What passes for the modern left tends to be far too blase about all this. Perhaps those who reduce people’s worries and fears to mere bigotry should go back to first principles, and consider whether, in such laissez-faire conditions, free movement has been of most benefit to capital or labour. They might also think about the dread spectacle of people from upscale London postcodes passing judgment on people who experience large-scale migration as something real."
You should not confuse me with someone who is going to vote Labour next year.

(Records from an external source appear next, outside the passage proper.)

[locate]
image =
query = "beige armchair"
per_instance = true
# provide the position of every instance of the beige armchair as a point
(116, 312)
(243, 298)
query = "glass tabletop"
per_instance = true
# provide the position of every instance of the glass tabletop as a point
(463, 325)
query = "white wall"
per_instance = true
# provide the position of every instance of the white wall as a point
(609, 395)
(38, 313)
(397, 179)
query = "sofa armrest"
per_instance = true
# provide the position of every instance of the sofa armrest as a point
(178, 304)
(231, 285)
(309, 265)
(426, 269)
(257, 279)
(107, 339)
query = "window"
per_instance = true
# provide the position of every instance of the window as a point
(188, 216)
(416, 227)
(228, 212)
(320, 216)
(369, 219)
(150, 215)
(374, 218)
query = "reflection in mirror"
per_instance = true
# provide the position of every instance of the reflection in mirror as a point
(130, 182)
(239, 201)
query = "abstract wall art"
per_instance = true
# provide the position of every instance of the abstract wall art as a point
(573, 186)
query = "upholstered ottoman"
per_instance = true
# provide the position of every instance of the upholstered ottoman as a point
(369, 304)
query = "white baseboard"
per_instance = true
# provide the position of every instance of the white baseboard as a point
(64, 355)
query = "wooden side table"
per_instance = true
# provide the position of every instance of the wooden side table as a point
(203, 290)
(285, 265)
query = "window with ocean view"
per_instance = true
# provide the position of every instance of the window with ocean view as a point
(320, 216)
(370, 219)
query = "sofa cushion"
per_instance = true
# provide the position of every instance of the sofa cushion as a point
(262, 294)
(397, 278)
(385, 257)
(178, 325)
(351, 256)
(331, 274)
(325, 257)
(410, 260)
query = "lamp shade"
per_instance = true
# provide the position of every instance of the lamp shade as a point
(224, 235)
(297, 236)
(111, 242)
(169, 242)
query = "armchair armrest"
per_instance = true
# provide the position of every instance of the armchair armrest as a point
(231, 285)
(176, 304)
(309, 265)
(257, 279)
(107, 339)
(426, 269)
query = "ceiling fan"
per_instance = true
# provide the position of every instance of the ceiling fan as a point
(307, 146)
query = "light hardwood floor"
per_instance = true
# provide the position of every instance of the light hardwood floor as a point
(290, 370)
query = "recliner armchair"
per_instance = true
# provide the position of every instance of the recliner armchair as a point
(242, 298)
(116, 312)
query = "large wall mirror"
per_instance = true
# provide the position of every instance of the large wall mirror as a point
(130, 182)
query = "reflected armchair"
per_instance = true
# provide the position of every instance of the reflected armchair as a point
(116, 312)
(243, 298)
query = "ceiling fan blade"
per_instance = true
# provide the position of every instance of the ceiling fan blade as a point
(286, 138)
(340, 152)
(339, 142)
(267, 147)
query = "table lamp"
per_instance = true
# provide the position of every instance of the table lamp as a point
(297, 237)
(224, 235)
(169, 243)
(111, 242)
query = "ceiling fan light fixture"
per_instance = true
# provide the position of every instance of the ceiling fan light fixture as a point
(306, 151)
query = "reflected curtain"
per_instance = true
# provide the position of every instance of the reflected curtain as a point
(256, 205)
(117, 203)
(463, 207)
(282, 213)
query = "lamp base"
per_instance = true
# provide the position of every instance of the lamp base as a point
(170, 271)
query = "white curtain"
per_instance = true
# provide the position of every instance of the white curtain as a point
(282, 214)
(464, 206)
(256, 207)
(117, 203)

The rise of Ukip has its roots in the long-term trend of increasing dissatisfaction with the main parties and the shorter-term factor of the loss of the Liberal Democrats as a repository for protest votes. All three of the traditional "main" parties are now judged as part of the same governing class, and none appear capable of appealing to the ever-growing group of disaffected voters. The Conservatives could not in 2010, and Labour if anything seem to be doing a worse job, despite the implosion in Lib Dem support. If you'd have believed in 2010 that the Conservatives and Liberal Democrats would ship 20 points between them at this point in the parliament, you'd no doubt have thought Labour would be secure in the low-mid 40s. The fact that they are some ten points adrift of that mark and struggling to retain a lead in the polls demonstrates the scale of their failure to date.
Still, it's all to play for in 2015. The decisive factor will be how the disaffected groups behave. Which will hold their nose and return to their former home? Which will register their disaffection by simply staying at home? And which will turnout for the parties they now say they support? My sense is that the Ukip vote will be more resilient than, for example, the Green vote, which may assist Labour, but that the Lib Dems will find a way to win back some of the support lost to Labour, which could offset the different behaviour of Ukip and Green supporters.
The Rochester by-election could prove to be decisive (I think the betting markets are currently underestimating the risk of a post buy-election Tory meltdown), but assuming the Tories survive it (that is to say, either they win or they lose but don't fracture further (latter more likely)) I believe the most important development in the next few months will be the yellow swan - the Lib Dems' strategy for departing government and positioning at the next election. We more or less know what each of the Tories, Labour and Ukip will offer at the next election. We don't yet know what Liberal Democrats will offer, or whether they can recapture much of the support they appear to have lost.